Especialista explica que a brincadeira não transforma ninguém em homossexual – mas proibi-la pode gerar frustração, insegurança e ainda mais curiosidade

Ao brincar de boneca, o menino pode desenvolver capacidades e competências afetivas para cuidar de crianças e se tornar um ótimo pai (Foto: Divulgação)
Ao brincar de boneca, o menino pode desenvolver capacidades e competências afetivas para cuidar de crianças e se tornar um ótimo pai (Foto: Divulgação)

Por Marcos Lima Mochila

 

É muito comum no Brasil pais proibirem os meninos de brincar com boneca e os motivos são, principalmente, o medo da criança se tornar homossexual ou a preocupação em torno do preconceito que isso pode gerar na sociedade. Seja qual for a justificativa, especialistas em desenvolvimento infantil garantem: brinquedos não pertencem a um sexo ou gênero.

Alexandre Saadeh, coordenador do AMTIGOS-IPq-HCFMUSP (Ambulatório Transdisciplinar de Identidade de Gênero e Orientação Sexual do Instituto de Psiquiatria do Hospital das Clínicas da Faculdade de Medicina da USP) e professor doutor na PUC-SP, fala sobre o assunto e defende que “o comportamento infantil pode sugerir, mas nunca definir orientação sexual ou identidade de gênero”.

Estudos e pesquisam apontam que crianças podem e devem brincar com o que quiserem e essa liberdade, segundo Saadeh, auxilia no autoconhecimento e na formação de adultos mais livres e mais completos. “Se o menino quiser e puder brincar com boneca, ele pode com isso desenvolver capacidades e competências afetivas para cuidar de crianças e se tornar um ótimo pai, menos machista e mais atencioso com seus filhos”, diz Saadeh.

O doutor explica que a homossexualidade só existe depois da puberdade e que antes disso seria errado afirmar que só porque o menino gosta de bonecas, necessariamente será homossexual. “Crianças não têm inclinação à homossexualidade, elas podem apenas ter noção de um interesse diferenciado pelo mesmo sexo”, conta. “O que os pais precisam entender é que o comportamento expresso nas brincadeiras não equivale a uma expressão de orientação sexual ou identidade de gênero específica. Pode não significar coisa alguma, apenas curiosidade”, completa.

Como mudar, então, a ideia de que os brinquedos acabam dividindo os gêneros? “Nossos costumes e divisões culturais é que definem os brinquedos de acordo com o sexo”, afirma. “Alguns estudos buscam comprovar que meninas buscam certos tipos de brinquedos e meninos outros. Todavia, o que deve ser respeitado e nunca imposto é a escolha que a criança faz. Ela não só pode, como deve brincar com o que quiser. A imposição de um brinquedo ou a negativa de poder brincar com outro só gera frustração, maior curiosidade, insegurança e questionamento de ser ‘normal’ ou não”, explica.

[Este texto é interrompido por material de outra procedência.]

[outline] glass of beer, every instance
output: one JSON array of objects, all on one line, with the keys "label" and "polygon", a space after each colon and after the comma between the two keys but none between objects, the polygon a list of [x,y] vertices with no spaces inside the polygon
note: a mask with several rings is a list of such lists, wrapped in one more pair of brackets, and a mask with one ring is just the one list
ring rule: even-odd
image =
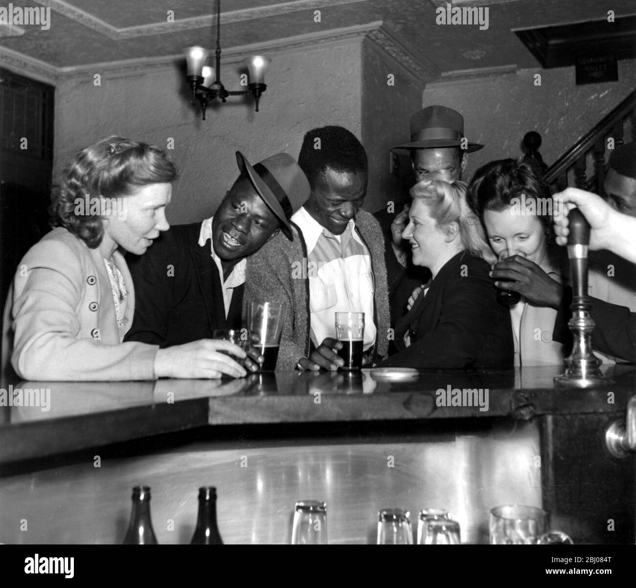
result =
[{"label": "glass of beer", "polygon": [[[518,255],[521,257],[527,257],[522,251],[517,251],[516,249],[504,249],[499,252],[499,261],[503,261],[506,257],[511,257],[513,256]],[[514,282],[514,280],[506,280],[503,278],[497,278],[497,282]],[[513,306],[521,300],[521,294],[514,290],[502,290],[501,288],[497,289],[497,301],[499,304],[504,306]]]},{"label": "glass of beer", "polygon": [[327,544],[327,505],[321,500],[299,500],[294,509],[291,544]]},{"label": "glass of beer", "polygon": [[364,339],[364,313],[336,312],[336,338],[342,343],[338,355],[345,362],[340,369],[360,369]]},{"label": "glass of beer", "polygon": [[254,345],[265,358],[259,371],[276,369],[280,335],[287,315],[287,304],[279,302],[251,302],[247,306],[247,328]]},{"label": "glass of beer", "polygon": [[456,521],[451,521],[450,519],[427,519],[424,521],[423,527],[417,542],[420,545],[461,545],[459,523]]},{"label": "glass of beer", "polygon": [[409,512],[401,509],[383,509],[378,513],[378,545],[413,545]]},{"label": "glass of beer", "polygon": [[490,511],[490,545],[572,544],[565,533],[547,529],[543,509],[510,505]]}]

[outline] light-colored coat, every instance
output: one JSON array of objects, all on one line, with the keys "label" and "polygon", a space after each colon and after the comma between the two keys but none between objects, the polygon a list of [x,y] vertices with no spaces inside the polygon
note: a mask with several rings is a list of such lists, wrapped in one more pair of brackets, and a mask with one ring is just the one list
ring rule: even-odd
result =
[{"label": "light-colored coat", "polygon": [[7,297],[2,366],[39,380],[153,379],[158,346],[121,343],[135,311],[123,256],[113,261],[128,292],[121,334],[110,280],[99,249],[57,228],[22,259]]},{"label": "light-colored coat", "polygon": [[[375,352],[378,356],[384,357],[389,347],[390,327],[384,238],[378,221],[364,210],[358,211],[356,228],[371,254],[375,286],[374,318],[377,327]],[[312,343],[316,346],[322,343],[311,341],[309,280],[306,275],[295,275],[300,268],[307,270],[307,245],[302,231],[293,223],[292,229],[292,242],[279,233],[247,258],[245,271],[244,310],[251,301],[287,304],[289,315],[283,325],[277,369],[293,369],[299,359],[310,355]]]}]

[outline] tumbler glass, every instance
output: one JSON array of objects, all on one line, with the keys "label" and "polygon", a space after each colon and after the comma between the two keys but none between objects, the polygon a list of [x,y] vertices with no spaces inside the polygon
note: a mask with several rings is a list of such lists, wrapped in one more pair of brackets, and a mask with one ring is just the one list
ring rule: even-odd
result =
[{"label": "tumbler glass", "polygon": [[413,545],[410,515],[402,509],[383,509],[378,513],[378,545]]},{"label": "tumbler glass", "polygon": [[[420,511],[417,521],[417,544],[430,544],[427,523],[430,521],[450,521],[450,514],[441,509],[423,509]],[[427,540],[427,539],[429,540]]]},{"label": "tumbler glass", "polygon": [[560,531],[548,530],[548,513],[536,507],[509,505],[490,511],[491,545],[537,545],[572,541]]},{"label": "tumbler glass", "polygon": [[294,510],[292,545],[326,545],[326,503],[320,500],[300,500]]},{"label": "tumbler glass", "polygon": [[[215,329],[212,331],[212,336],[213,339],[222,339],[224,341],[229,341],[231,343],[234,343],[235,345],[240,347],[245,353],[249,350],[252,341],[251,333],[247,329]],[[219,353],[230,355],[242,366],[245,364],[244,359],[242,359],[240,357],[235,357],[228,351],[224,351],[219,349]]]}]

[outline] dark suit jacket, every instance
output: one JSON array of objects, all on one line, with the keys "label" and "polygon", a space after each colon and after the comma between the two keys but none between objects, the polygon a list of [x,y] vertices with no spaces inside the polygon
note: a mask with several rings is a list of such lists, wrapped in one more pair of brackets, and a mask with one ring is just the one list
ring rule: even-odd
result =
[{"label": "dark suit jacket", "polygon": [[[387,282],[389,285],[389,303],[391,310],[391,326],[406,313],[406,304],[413,291],[431,279],[427,268],[414,266],[410,252],[407,255],[406,267],[398,261],[393,251],[391,238],[391,223],[396,213],[387,212],[384,209],[373,213],[380,224],[384,236],[384,261],[387,266]],[[397,352],[393,341],[389,343],[389,353]]]},{"label": "dark suit jacket", "polygon": [[128,256],[135,287],[135,317],[125,341],[160,347],[211,339],[215,329],[240,328],[242,285],[225,318],[223,277],[208,241],[198,245],[201,223],[174,225],[141,256]]},{"label": "dark suit jacket", "polygon": [[[511,367],[514,345],[510,312],[497,302],[490,266],[458,253],[396,325],[399,352],[378,367]],[[404,343],[410,331],[411,345]]]}]

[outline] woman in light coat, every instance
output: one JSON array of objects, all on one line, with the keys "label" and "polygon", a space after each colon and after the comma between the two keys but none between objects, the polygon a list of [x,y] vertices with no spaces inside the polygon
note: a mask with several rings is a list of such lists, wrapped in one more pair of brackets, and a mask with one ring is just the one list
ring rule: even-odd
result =
[{"label": "woman in light coat", "polygon": [[245,375],[221,352],[245,357],[228,341],[167,349],[122,343],[135,311],[122,252],[143,254],[169,228],[165,210],[176,176],[166,154],[146,143],[111,137],[80,151],[52,198],[55,228],[28,251],[13,278],[4,369],[10,362],[23,378],[55,381]]}]

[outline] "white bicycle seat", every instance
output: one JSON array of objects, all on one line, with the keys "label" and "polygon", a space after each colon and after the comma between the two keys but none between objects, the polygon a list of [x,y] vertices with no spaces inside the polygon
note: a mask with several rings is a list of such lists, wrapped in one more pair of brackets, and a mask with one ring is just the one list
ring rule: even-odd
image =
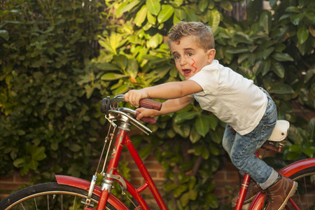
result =
[{"label": "white bicycle seat", "polygon": [[281,141],[284,140],[288,134],[289,127],[289,122],[284,120],[276,120],[276,126],[268,141]]}]

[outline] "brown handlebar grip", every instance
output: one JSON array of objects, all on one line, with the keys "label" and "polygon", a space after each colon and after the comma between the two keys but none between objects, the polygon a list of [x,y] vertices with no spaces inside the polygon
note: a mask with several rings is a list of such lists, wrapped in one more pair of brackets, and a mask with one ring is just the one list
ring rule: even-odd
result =
[{"label": "brown handlebar grip", "polygon": [[[136,118],[139,115],[140,113],[136,112],[136,115],[134,115]],[[140,120],[144,121],[146,123],[150,123],[152,125],[155,125],[157,120],[155,118],[142,118]]]},{"label": "brown handlebar grip", "polygon": [[150,109],[155,109],[158,111],[161,110],[162,108],[162,103],[159,102],[155,102],[154,100],[150,99],[142,99],[139,102],[140,106],[146,108],[150,108]]}]

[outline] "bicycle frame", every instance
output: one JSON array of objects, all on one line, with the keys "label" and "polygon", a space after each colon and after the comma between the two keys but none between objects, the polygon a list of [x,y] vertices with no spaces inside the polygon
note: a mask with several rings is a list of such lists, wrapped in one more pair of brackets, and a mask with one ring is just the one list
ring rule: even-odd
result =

“O que os pais precisam entender é que o comportamento expresso nas brincadeiras não equivale a uma expressão de orientação sexual ou identidade de gênero específica. Pode não significar coisa alguma, apenas curiosidade”, explica Alexandre Saadeh (Foto: Divulgação)

07 05 MENINOS 1E sim, cabe aos pais não associar brincadeiras com sexualidade e, mais que isso, não achar que homossexualidade se escolhe. “Homossexualidade é algo que o indivíduo mostra indícios na infância, mas só irá se estabelecer após a puberdade, com o amadurecimento sexual”, diz. “E se for homossexual, isso não é uma escolha, faz parte de quem o indivíduo é”.

Vale aqui aquela retórica de que os filhos não devem ser um espelho do pai, mas desenvolver-se dentro de sua individualidade, trazendo dos pais o mais importante: seu caráter através de ensinamentos de vida. “Um filho é alguém que será diferente de seus pais, com história e desejos próprios e que não existem para satisfazer necessidades infantis ou até adultas desses pais”, defende. “Bons educadores e bons pais reconhecem na individualidade de cada criança as especificidades e características de personalidade do adulto que está em formação e não o que queria que tivesse sido sua infância ou sua vida”, afirma o especialista.

Saadeh recentemente foi consultado pela empresa Hasbro sobre o tema brincar, para o desenvolvimento de uma campanha que mostra os benefícios para meninas e meninos ao brincar de boneca. Para quem tem interesse no tema, ele indica os filmes Precisamos falar sobre Kevin, de Lynne Ramsay, Minha vida em cor de rosa, de Alain Berliner, Pelle, de Bille August, e Tomboy, de Céline Sciamma. Assista com seus filhos.